Ma ha mandato a memoria anche la lezione di due grandi che considera i suoi maestri: Baudelaire e Auden. La levità dell’albatros del poeta dei “Fiori del male” e l’allergia a ogni formattazione dell’individuo, una delle password interne della poesia di W. H. Auden (poeta peraltro amato anche da Bukowski).
Ecco finalmente un poeta che oltre a scrivere legge anche i classici – e i versi sono permeati dalla loro eco - in un panorama di autori molti dei quali si vantano addirittura di non leggere niente, per non sporcare lo stile è la ridicola motivazione. Come se Leopardi avesse potuto diventare un grande senza studiare i classici latino e greco.
E dunque, Guagnano (che studia Scenografia all’Accademia di Belle Arti di Lecce, oltre a occuparsi di teatro e di musica), pur se giovanissimo, ha già un suo timbro personale, un suo laboratorio poetico.

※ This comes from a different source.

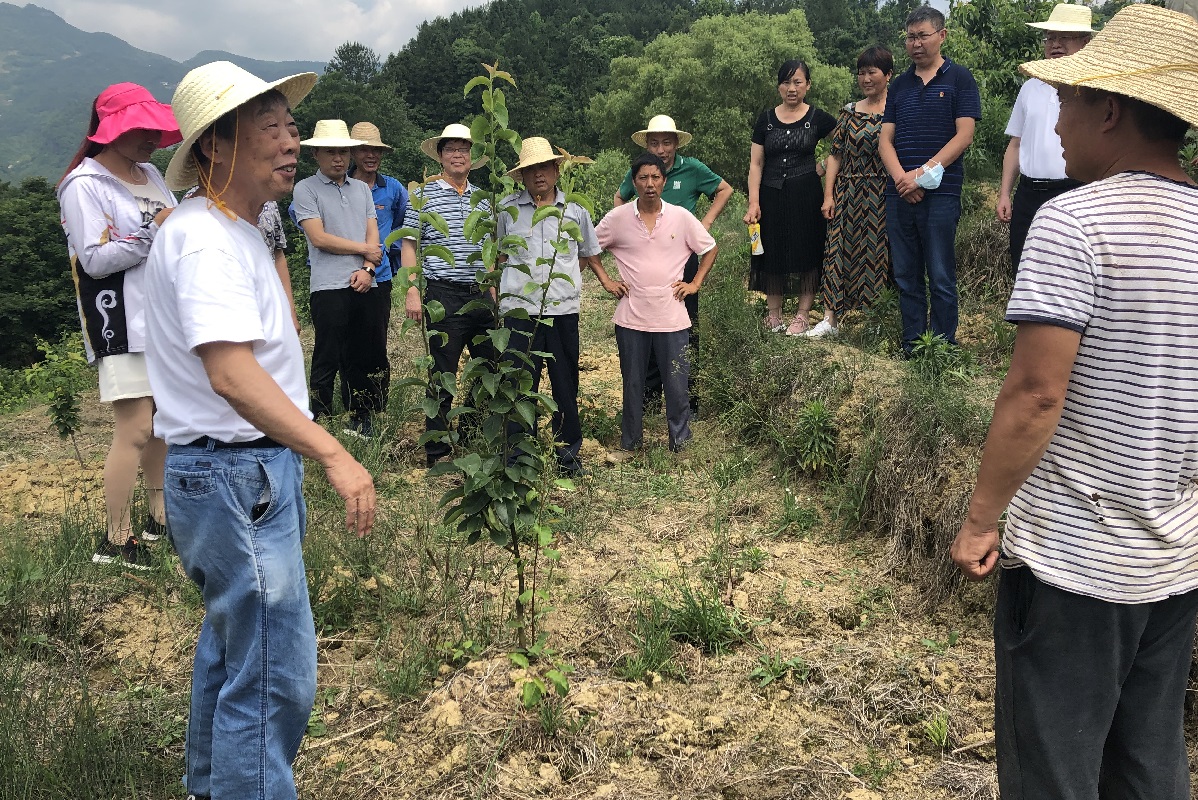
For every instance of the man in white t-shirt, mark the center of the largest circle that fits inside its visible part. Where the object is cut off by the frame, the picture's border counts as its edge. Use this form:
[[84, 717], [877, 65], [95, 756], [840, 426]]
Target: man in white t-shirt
[[1033, 155], [1093, 450], [228, 375]]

In queste poesie che possono dirsi di formazione, divise in tre scomparti: Inquietudine, Trasgressione e Rigenerazione, centrali sono il corpo e la natura. Che il poeta assume come chiavi di decodificazione del mistero e della solitudine in cui l’uomo è avvolto, per tentare di accostarsi e di penetrarli, leggendoli in senso maieutico.

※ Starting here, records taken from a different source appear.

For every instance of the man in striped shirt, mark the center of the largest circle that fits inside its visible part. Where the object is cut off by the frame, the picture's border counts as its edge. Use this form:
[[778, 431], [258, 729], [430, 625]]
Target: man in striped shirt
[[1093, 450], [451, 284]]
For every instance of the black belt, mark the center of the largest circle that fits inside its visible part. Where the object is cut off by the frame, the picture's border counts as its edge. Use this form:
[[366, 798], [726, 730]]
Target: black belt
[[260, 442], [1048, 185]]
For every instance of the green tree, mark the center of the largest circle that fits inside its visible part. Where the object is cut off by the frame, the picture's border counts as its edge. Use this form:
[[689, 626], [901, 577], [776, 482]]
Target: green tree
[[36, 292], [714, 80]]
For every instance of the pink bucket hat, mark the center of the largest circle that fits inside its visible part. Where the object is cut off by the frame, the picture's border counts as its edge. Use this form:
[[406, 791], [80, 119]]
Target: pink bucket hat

“Fiuto la terra… Lecco la terra, / cerco invano un nutrimento… Scavo e scavo. / Desidero sentire le sue viscere / attraversarmi l’anima.” (“Stigmate”). “Senti l’odore dell’umida terra rossa” (“Libertà”).” La terra dunque vista come una sorta di grembo materno da cui tutto nasce e che ci protegge dall’angoscia, dal vuoto, dal nichilismo del nostro tempo.

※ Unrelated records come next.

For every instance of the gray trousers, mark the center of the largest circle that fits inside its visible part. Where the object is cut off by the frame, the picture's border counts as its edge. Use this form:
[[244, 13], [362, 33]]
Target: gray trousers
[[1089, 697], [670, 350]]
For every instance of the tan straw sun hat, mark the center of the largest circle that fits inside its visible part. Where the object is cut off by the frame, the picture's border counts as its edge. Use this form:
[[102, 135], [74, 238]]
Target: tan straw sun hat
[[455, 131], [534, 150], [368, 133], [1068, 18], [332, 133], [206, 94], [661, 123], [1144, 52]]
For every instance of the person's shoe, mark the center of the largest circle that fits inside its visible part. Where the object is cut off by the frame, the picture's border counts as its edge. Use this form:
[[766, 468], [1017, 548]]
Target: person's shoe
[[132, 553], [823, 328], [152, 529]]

Ma anche il corpo, per Guagnano, è pregno di significati significanti: “Siamo figli della carne, / quella carne che divora, sostiene / quella carne che mai ci rinnega” (“Figli incoscienti”). Corpo e natura sono assunti come valori razionali per l’uomo che cerca di librarsi oltre le umane debolezze e i conformismi: “Ho sciolto tutti i nodi, / ho riempito il silenzio… Sono libero da pensieri…” (“Me Libero”), ma anche, extrema ratio, come relitti cui il naufrago del III Millennio s’aggrappa per non soccombere sotto il maglio, la “spirale” del relativismo, dei disvalori, del disincanto: “Soli, siamo tutti soli. / Un fiore è sempre solo, / ha chiuso i petali al vento. / Una tigre è sempre sola, / non corre più per la carne. / Un uomo è sempre solo…” (“Soli”, forse la poesia più bella).